The US Department of Homeland Security agency's new emergency directive comes in the wake of major zero-day attacks on email servers revealed by Microsoft this week.
The US Department of Homeland Security's Cybersecurity and Infrastructure Security Agency (CISA) today issued an emergency directive calling for civilian federal agencies with on-premises Microsoft Exchange Servers to either update their software with newly released Microsoft patches or take the products offline until they can patch them.
ED-21-02 also calls for agencies to gather forensic images and, after patching, to look for known indicators of compromise in the wake of Microsoft's revelation that four zero-day flaws in Exchange are being abused by a nation-state group believed to be out of China.

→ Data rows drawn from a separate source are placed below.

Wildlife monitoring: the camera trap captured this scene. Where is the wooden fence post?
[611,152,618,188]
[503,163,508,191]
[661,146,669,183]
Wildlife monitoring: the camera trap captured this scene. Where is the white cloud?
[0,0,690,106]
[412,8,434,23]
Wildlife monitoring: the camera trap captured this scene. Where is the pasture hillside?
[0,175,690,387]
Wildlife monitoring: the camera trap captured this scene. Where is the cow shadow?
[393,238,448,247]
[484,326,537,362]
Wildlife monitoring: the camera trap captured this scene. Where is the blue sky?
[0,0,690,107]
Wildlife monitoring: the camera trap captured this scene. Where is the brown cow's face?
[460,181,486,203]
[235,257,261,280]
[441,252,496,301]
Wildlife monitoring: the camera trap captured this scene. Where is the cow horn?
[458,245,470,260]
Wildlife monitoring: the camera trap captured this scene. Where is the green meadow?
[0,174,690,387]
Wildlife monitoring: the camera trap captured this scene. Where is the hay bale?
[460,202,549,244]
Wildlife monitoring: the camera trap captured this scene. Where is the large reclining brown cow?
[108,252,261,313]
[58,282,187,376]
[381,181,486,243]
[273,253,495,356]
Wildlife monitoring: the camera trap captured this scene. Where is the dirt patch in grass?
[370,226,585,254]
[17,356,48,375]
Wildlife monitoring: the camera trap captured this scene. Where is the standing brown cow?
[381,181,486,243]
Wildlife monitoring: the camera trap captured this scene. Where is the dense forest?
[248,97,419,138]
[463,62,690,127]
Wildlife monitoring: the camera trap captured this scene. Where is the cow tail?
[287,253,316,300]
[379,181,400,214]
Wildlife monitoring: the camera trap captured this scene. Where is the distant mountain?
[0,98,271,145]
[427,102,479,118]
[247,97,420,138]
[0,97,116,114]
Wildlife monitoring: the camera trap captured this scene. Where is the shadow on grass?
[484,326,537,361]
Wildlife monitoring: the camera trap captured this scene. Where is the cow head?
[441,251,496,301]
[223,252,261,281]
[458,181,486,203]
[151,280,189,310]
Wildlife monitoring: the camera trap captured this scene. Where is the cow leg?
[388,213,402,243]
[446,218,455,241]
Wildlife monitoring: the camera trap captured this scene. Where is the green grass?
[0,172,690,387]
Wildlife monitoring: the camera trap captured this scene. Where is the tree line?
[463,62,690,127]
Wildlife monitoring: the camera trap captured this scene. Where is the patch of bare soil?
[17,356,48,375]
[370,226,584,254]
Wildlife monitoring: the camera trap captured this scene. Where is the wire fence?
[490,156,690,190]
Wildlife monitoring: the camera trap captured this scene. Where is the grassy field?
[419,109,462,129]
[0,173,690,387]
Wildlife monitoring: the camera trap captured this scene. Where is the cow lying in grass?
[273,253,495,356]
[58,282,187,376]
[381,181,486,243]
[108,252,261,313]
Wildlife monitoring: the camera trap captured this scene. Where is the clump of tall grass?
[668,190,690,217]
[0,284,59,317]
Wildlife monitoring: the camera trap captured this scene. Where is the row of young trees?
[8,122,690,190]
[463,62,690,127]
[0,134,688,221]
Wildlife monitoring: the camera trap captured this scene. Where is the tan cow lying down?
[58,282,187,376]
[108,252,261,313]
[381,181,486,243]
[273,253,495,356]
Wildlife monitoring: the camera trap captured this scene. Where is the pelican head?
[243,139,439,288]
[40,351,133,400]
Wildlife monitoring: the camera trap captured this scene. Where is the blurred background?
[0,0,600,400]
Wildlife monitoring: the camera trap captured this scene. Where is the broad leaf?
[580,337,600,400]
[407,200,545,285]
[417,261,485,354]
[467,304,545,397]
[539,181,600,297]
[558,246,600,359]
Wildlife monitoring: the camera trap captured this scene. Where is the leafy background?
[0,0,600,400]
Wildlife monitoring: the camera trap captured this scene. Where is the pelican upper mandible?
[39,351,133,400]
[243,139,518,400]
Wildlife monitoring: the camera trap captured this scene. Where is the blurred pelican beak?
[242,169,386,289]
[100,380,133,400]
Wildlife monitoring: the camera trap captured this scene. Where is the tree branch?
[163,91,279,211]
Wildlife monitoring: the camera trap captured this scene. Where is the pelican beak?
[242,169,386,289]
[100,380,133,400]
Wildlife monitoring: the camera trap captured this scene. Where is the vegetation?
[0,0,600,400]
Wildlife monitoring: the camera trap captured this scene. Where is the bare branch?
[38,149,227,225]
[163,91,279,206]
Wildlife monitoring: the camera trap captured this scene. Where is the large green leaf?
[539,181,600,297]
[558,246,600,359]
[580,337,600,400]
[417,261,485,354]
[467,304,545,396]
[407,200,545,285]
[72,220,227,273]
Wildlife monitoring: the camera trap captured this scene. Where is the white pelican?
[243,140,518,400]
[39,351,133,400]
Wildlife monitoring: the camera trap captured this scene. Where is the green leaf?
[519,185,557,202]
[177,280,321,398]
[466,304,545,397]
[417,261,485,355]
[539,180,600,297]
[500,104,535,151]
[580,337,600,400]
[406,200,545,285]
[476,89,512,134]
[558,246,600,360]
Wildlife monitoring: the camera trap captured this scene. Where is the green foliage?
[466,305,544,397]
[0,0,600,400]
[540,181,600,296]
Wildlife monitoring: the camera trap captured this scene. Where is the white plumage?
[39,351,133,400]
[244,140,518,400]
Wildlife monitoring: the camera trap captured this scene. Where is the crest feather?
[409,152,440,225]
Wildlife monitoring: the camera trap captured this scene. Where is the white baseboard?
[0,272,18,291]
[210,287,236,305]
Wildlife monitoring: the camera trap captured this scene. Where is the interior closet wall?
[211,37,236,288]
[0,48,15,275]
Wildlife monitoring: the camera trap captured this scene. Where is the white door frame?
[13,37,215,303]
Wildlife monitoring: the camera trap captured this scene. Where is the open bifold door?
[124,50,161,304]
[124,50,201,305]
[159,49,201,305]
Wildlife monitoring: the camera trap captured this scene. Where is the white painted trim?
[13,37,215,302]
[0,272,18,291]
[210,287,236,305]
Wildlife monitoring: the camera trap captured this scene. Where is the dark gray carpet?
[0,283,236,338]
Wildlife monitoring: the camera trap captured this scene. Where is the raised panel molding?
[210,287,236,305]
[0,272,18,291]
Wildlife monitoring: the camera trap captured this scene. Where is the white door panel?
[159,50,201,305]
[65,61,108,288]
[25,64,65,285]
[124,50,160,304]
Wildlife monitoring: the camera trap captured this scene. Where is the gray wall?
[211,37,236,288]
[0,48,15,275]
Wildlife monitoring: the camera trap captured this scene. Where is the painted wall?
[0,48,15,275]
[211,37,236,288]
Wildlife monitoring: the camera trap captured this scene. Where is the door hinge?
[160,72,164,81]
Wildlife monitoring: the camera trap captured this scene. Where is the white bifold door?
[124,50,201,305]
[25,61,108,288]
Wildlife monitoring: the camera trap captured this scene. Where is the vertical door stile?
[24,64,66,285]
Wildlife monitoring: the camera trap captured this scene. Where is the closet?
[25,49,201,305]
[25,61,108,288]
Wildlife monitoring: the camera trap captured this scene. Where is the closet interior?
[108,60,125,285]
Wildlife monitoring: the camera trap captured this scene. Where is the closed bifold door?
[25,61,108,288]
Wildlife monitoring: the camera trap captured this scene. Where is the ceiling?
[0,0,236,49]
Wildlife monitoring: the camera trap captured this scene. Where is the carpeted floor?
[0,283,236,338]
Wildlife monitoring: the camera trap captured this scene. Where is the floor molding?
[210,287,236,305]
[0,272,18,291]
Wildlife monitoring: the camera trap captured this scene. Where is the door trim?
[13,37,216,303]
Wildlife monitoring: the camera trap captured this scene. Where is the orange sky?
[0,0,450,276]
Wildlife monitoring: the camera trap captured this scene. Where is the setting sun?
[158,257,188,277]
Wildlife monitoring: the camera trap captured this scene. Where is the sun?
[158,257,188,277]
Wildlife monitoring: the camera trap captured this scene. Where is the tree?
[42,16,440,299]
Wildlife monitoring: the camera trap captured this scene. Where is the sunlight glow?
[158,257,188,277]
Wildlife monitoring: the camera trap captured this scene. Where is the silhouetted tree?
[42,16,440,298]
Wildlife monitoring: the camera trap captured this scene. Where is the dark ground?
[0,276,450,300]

CISA also published technical details and indicators of compromise today.
"This Emergency Directive will help us secure federal networks against the immediate threat while CISA works with its interagency partners to better understand the malicious actor’s techniques and motivations to share with our stakeholders," said Acting CISA Director Brandon Wales. "The swiftness with which CISA issued this Emergency Directive reflects the seriousness of this vulnerability and the importance of all organizations – in government and the private sector – to take steps to remediate it."
CISA said it worked with the National Security Agency, Microsoft, and security researchers to provide detection and mitigation steps for the threats.